As you pack up your coats and boots in exchange for loafers and ballet pumps, it’s the perfect time to take a look around your home and see what needs to be cleared out. Clutter in its many forms can be a chronic source of stress. This means that spring cleaning isn’t just good for your home, it’s also good for you.
Marie Kondo, in her New York Times Bestseller The Life-Changing Magic of Tidying Up, talks about more than just dusting and hoovering. Fascinated with organising since her childhood, Marie began her tidying consultant business as a 19-year-old university student in Tokyo. Today, she encourages readers to become more organised and intentional in what they choose to own, teaching the benefits of decluttering and minimising.
She also believes that by clearing out objects that weigh you down mentally and emotionally, you'll make space for new people, things and experiences. But does it work? Kondo says that some of her clients have lost weight, had their skin clear up, decreased their stress levels and improved their personal relationships, possibly due to the "detoxifying" effects of her tidying method. Following the launch of her 8-episode series Tidying Up on Netflix in January, goodwill donations to charity shops and non-profit organisations have also spiked as a result of fans being inspired to clean out their clutter to help improve their wellbeing and attract good karma.
Kondo’s ‘KonMari Method’ encourages tidying by category – not by location – beginning with clothes, then moving on to books, papers, komono (miscellaneous items), and, finally, sentimental items.
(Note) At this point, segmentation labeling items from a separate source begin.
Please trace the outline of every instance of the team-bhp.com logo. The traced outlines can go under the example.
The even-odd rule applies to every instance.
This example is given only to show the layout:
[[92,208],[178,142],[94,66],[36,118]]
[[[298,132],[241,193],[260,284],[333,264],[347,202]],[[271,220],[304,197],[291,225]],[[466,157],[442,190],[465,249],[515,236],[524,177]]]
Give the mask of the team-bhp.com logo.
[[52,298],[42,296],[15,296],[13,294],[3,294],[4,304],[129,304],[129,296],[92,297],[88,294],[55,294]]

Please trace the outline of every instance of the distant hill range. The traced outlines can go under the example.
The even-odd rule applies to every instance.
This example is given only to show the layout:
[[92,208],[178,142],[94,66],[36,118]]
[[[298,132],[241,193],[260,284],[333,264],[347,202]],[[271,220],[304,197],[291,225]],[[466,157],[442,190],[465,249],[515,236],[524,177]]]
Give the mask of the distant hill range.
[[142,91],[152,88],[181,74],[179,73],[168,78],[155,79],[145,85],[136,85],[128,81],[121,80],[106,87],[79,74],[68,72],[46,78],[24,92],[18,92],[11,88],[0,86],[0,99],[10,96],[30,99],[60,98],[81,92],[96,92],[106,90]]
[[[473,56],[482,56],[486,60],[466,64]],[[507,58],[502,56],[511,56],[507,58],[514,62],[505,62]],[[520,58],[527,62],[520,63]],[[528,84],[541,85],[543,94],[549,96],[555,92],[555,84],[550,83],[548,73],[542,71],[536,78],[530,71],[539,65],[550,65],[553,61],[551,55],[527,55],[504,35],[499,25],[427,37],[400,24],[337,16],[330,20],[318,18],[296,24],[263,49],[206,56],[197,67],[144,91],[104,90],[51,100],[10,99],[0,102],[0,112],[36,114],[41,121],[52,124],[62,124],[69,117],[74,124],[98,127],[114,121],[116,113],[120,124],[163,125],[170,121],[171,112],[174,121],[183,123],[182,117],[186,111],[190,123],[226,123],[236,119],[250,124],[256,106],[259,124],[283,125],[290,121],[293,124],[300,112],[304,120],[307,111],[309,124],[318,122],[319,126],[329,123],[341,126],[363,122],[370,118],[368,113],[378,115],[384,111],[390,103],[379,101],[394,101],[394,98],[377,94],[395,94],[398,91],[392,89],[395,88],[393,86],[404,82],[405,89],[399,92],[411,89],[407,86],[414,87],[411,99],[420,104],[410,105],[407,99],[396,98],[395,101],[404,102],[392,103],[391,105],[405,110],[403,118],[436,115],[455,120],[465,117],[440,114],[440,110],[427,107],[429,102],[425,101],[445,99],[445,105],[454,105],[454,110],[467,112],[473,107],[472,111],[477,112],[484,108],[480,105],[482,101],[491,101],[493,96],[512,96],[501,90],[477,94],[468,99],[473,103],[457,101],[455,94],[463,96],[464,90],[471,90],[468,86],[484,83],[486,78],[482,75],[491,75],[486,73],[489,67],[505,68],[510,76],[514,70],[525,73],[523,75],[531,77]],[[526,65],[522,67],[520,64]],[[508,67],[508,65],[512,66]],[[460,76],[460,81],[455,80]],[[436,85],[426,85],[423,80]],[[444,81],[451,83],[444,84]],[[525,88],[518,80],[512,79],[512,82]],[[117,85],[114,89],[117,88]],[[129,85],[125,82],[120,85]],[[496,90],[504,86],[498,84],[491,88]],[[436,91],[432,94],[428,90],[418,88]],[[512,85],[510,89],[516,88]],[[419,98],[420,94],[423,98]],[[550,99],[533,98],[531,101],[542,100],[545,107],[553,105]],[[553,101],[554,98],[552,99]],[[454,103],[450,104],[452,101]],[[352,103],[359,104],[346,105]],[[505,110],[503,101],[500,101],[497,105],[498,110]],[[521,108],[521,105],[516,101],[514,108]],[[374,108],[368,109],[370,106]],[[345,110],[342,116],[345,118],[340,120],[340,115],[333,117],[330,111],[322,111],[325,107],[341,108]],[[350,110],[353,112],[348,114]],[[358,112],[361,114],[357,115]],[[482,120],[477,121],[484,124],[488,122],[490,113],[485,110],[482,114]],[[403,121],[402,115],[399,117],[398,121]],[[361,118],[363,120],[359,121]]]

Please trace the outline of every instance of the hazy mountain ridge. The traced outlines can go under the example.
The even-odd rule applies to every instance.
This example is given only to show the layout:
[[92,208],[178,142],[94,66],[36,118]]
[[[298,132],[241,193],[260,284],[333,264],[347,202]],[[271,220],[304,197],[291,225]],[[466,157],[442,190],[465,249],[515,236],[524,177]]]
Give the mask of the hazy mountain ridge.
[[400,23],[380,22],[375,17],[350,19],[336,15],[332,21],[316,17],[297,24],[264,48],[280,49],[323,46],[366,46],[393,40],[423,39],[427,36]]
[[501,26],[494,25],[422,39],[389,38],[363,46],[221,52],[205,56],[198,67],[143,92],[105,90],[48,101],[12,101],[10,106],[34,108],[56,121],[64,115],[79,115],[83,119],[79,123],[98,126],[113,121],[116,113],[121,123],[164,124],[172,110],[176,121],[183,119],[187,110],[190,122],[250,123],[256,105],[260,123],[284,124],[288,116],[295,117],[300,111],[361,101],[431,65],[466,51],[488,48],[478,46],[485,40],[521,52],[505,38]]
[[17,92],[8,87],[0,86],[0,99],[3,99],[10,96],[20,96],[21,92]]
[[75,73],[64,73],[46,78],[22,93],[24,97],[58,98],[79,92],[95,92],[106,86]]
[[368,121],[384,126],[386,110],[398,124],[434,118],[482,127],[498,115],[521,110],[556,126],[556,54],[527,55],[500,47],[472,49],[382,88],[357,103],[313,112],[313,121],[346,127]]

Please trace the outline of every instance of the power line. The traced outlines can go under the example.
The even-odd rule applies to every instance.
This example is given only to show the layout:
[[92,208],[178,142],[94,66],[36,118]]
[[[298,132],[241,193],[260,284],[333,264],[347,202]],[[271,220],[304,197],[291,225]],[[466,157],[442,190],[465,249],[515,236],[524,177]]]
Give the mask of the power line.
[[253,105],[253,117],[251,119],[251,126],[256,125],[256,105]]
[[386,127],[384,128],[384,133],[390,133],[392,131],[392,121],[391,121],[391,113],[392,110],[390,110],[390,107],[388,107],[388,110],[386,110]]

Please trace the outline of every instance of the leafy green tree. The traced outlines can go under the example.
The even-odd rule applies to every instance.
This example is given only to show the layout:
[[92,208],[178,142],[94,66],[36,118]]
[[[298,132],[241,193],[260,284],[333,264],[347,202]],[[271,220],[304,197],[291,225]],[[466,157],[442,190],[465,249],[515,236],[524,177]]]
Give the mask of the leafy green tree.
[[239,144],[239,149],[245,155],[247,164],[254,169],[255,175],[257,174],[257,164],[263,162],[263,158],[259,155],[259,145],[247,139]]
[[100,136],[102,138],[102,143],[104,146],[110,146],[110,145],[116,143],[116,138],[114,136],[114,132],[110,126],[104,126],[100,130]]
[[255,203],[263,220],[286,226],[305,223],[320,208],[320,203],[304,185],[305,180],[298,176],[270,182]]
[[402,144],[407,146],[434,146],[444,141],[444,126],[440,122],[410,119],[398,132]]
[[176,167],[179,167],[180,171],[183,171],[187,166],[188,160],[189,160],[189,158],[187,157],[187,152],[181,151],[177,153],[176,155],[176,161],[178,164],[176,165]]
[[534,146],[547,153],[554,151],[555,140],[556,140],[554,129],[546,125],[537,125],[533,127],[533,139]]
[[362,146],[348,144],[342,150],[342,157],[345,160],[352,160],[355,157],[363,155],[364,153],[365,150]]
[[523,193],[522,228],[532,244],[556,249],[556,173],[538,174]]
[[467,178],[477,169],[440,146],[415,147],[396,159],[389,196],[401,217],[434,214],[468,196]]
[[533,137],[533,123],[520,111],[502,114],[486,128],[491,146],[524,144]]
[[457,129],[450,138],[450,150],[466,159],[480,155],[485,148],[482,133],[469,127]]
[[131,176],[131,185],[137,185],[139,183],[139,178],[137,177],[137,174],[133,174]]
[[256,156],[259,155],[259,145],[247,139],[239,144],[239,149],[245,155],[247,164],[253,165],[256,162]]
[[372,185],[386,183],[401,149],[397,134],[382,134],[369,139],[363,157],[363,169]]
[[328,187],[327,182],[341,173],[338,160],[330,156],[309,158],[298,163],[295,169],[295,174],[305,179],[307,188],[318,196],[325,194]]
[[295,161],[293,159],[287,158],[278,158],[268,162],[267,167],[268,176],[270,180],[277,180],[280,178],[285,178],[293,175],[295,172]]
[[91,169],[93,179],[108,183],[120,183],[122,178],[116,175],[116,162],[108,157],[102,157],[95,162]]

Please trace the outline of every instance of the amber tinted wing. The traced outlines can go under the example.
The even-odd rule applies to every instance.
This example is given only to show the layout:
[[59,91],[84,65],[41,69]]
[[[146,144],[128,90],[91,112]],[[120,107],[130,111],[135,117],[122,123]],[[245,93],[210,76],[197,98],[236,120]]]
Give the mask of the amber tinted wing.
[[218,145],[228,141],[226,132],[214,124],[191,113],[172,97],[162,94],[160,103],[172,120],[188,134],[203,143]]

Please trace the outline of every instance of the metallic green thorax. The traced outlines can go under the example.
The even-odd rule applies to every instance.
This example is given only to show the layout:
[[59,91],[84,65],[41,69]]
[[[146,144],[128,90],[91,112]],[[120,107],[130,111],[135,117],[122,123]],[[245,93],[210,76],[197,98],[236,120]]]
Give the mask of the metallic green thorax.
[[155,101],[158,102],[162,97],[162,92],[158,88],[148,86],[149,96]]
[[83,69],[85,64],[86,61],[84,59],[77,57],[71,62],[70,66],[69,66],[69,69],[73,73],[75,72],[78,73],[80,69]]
People around the world have been drawn to her philosophy not only due to its effectiveness, but also because it places great emphasis on being mindful, introspective and forward-looking.
The KonMari Method six basic rules:
1 - Commit yourself to tidying up. Yes, it may feel at first a little daunting and time-consuming, but the sense of achievement and empowerment you’ll achieve will be worth it.
2 - Image your ideal lifestyle. In her first book, The Life-Changing Magic of Tidying Up, Kondo urges readers to “think in concrete terms so that you can vividly picture what it would be like to live in a clutter-free space.”
3 - Finish discarding first. Thinking about where to store things, or worrying about whether you can fit everything in, will only distract you from the job of discarding, and you will never finish.
4 - Tidy by category, not by location. This approach allows you to see objectively exactly how much you have.
5 - Follow the right order. Clothes first followed by books, papers, komono (miscellaneous items) and finally, sentimental items.
6 - Ask if it sparks joy. Everything that does not spark joy should be thrown away, while everything that does spark joy should be kept. If you’re having trouble throwing something away, think about why: Is it of sentimental value? Did you buy a dress and feel guilty for never wearing it? Thank the object for its service in your life and move on. This helps mitigate the anxiety associated with purging.
Once you have all your clothes that continue to spark joy, it’s time to fold and store them. Kondo believes folding should be the main method of storage and folds each item into a perfect rectangle that can stand vertically in a drawer. This vertical storage technique will help keep your clothes from becoming wrinkled and you’ll be able to see everything easily in your drawers, too. Do a quick search for #KonMari on Instagram to see the abundance of drawer "after" photos taken by proud tidiers. Hollywood has also embraced the KonMari Method and famous fans who have been known to share their tidying efforts online include Jamie Lee Curtis, Oprah, Kate Hudson, Emma Watson and Jennifer Garner.
Once you've finished her six-step process, Kondo promises that maintaining this "state of perfect order" will be a breeze and you'll never have to purge again. In fact, she has had zero repeat clients.
So, get out the black bin bags, put some tunes on and get ready to choose joy. And remember, “even if you fail, don't worry - your house won't blow up!”